Встреча с метро произошла гораздо обыденнее, чем он это представлял во всё время пути к Москве. Поставив два чемодана на скользкий разноцветный пол, отец быстро сходил к маленькому окошечку, над которым крупными буквами было написано «Касса», и взял четыре билетика. Потом Серёжа увидел выгнутые никелированные трубы, между которыми проходили люди, отдавая билетики широким тёткам в чёрных халатах. Ещё он успел заметить, что, благополучно миновав никелированные трубы, напоминающие два поставленных на землю коромысла, люди куда-то исчезали, словно проваливались под землю. Больше Серёжа ничего заметить и разобрать не успел, у него просто не хватило на это времени, потому что отец и носильщик опять подхватили большие чемоданы, мать строго сказала: «Серёжа, не отставать!» — и они, миновав контролёров, тут же оказались перед серой широкой лентой, быстро вытекающей прямо из-под ног и полого уходящей куда-то вниз. Серёжа сразу вспомнил транспортёр в рыбокомбинате, по которому рыбин с плашкоутов поднимали в разделочный цех. Он и Васька прокатились однажды немного, когда никто не видел, но бригадир Мефодий Иванович всё равно как-то узнал и потом ругался... Маленький носильщик с металлической бляхой на груди и отец быстро встали на эту ленту, и их, как но течению, понесло вниз. А вот мать замешкалась, поставила одну ногу, испугалась, хотела убрать, но её уже потянуло, и она громко вскрикнула и тут же вместе со всеми поехала вперёд. Серёжа на эскалатор встал спокойно.

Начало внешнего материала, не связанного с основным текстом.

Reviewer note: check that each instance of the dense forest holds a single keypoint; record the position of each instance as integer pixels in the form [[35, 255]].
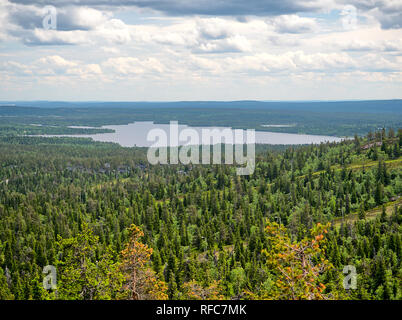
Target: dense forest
[[337, 118], [115, 227]]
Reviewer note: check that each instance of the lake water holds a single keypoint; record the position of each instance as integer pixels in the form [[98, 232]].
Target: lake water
[[135, 134]]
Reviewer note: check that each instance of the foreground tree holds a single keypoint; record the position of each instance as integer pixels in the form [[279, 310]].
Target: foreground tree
[[194, 291], [296, 266], [140, 281]]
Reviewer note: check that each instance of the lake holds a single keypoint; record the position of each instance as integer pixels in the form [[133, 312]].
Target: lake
[[135, 134]]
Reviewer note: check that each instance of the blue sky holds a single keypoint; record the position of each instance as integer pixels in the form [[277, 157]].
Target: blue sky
[[167, 50]]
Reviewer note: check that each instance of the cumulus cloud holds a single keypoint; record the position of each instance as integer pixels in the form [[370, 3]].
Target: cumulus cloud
[[52, 66], [133, 66], [205, 7]]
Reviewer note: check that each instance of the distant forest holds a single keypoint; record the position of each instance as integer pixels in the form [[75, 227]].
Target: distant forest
[[322, 118]]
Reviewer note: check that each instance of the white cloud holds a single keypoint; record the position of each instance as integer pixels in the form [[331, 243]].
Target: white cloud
[[294, 24]]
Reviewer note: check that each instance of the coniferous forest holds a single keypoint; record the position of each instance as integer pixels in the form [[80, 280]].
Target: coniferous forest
[[115, 227]]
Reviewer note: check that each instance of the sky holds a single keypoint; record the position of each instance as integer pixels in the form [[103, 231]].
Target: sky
[[175, 50]]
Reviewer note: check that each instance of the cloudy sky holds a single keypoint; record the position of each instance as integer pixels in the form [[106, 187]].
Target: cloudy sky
[[170, 50]]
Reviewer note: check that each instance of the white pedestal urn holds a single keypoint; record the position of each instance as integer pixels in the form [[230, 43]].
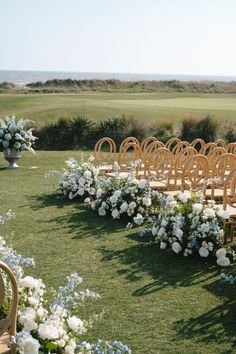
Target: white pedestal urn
[[11, 155]]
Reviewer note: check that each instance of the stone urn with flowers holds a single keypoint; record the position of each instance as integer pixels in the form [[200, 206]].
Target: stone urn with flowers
[[15, 137]]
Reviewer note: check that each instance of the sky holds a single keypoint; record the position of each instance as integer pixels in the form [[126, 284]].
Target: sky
[[127, 36]]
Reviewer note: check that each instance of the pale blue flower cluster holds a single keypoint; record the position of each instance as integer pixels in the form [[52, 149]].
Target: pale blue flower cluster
[[229, 278], [104, 347], [68, 296]]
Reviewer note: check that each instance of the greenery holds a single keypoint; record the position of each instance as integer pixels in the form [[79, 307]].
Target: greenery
[[149, 296], [144, 107]]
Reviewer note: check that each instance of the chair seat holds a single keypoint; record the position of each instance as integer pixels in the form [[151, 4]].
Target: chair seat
[[4, 339], [231, 210], [157, 185]]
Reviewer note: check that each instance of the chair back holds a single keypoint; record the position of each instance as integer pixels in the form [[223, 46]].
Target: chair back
[[8, 324], [105, 151], [198, 144], [195, 172]]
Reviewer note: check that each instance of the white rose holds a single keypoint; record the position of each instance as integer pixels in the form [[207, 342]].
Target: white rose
[[147, 201], [176, 247], [209, 213], [203, 251], [161, 231], [142, 183], [123, 207], [154, 231], [132, 205], [87, 174], [75, 323], [162, 245], [101, 211], [7, 136], [179, 234], [223, 261], [31, 345], [197, 207], [184, 197], [48, 331], [115, 214], [223, 214], [221, 252]]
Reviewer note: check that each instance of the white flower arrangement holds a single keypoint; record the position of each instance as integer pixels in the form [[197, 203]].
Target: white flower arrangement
[[78, 179], [123, 196], [50, 328], [16, 134], [189, 224]]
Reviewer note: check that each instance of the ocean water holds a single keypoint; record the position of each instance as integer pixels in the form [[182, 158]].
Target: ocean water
[[24, 77]]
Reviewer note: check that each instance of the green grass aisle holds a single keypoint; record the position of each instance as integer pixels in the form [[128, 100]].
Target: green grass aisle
[[155, 302]]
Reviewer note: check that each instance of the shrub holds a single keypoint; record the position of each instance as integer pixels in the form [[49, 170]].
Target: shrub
[[189, 129], [229, 131], [162, 129], [207, 128]]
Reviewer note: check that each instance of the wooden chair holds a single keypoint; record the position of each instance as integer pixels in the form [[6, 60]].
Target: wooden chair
[[231, 148], [207, 148], [179, 147], [229, 205], [8, 324], [105, 152], [220, 142], [170, 144], [129, 153], [146, 142], [150, 150], [159, 167], [214, 155], [221, 169], [198, 144], [179, 164]]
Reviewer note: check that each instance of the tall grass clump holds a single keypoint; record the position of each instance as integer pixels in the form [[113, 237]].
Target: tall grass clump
[[162, 129]]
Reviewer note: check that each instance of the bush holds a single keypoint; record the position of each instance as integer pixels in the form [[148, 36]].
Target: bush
[[162, 129], [229, 132], [189, 129]]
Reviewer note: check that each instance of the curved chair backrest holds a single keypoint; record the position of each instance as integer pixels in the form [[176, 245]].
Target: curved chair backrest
[[146, 142], [170, 144], [105, 151], [195, 172], [183, 157], [129, 153], [221, 169], [198, 144], [179, 147], [220, 142], [129, 140], [160, 165], [214, 154], [229, 197], [8, 324], [207, 148], [231, 148]]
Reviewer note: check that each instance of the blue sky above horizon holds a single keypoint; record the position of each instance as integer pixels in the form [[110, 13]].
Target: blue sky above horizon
[[136, 36]]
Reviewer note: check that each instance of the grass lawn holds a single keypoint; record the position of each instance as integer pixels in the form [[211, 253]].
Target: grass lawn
[[154, 301], [44, 108]]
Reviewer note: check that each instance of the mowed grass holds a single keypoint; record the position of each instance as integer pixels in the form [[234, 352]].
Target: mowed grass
[[146, 107], [154, 301]]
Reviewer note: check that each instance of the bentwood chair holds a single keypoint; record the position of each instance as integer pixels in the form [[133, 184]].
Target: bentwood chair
[[8, 323], [105, 153]]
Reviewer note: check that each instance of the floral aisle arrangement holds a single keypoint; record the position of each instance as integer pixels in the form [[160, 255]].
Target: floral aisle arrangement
[[51, 328], [78, 179], [190, 225], [16, 134], [124, 196]]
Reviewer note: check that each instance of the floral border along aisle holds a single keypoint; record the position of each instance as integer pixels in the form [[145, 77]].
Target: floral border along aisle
[[50, 328]]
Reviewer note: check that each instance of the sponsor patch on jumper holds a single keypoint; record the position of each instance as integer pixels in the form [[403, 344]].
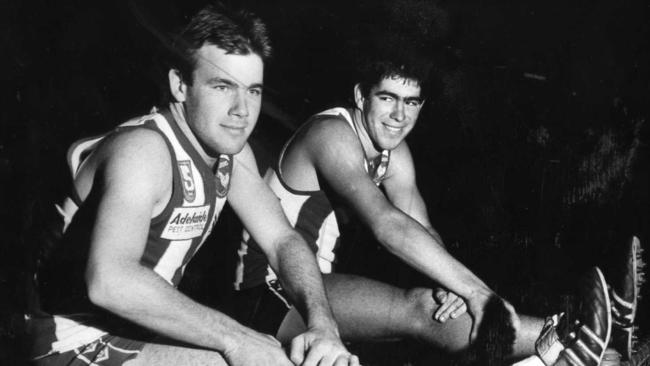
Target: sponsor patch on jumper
[[186, 223], [189, 188]]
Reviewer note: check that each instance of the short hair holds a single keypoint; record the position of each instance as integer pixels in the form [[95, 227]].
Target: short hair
[[237, 32], [392, 57]]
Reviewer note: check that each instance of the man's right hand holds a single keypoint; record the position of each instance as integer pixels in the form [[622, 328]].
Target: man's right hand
[[256, 349], [476, 307]]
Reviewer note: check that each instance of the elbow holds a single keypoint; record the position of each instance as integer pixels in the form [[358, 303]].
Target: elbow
[[390, 231], [101, 291]]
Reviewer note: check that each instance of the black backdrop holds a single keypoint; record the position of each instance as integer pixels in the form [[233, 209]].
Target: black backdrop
[[532, 157]]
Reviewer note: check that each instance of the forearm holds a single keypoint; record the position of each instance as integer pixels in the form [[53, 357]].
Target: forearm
[[419, 248], [298, 270], [139, 295]]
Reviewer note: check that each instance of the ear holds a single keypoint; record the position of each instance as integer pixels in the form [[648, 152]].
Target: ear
[[177, 86], [358, 97]]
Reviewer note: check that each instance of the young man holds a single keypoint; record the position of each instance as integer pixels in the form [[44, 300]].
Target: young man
[[144, 199], [334, 165]]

Держась за перила, смотрел на встречный поток людей, на ступеньки, которые сами собой неожиданно выросли под ногами, а потом так же неожиданно пропали куда-то... В общем, когда они вышли из метро, Серёжа так ничего и не понял, не успел осознать и очень расстроился. Подёргав мать за руку, он спросил:

— А мы ещё под землёй поедем?

— Ну уж нет, хватит! — почему-то рассердилась мать. — Нас твой папочка и так сегодня накатал, вместо того чтобы взять такси.

— Но ты ведь и сама не хотела, — не очень уверенно возразил отец.

— Мало чего я не хотела. Ты как мужчина должен был настоять...

Когда сдали вещи в камеру хранения и руки у отца наконец-то освободились, он ласково потрепал Серёжу по русой голове:

— Ну, как Москва, понравилась?

— Да... Только очень много людей. Почему?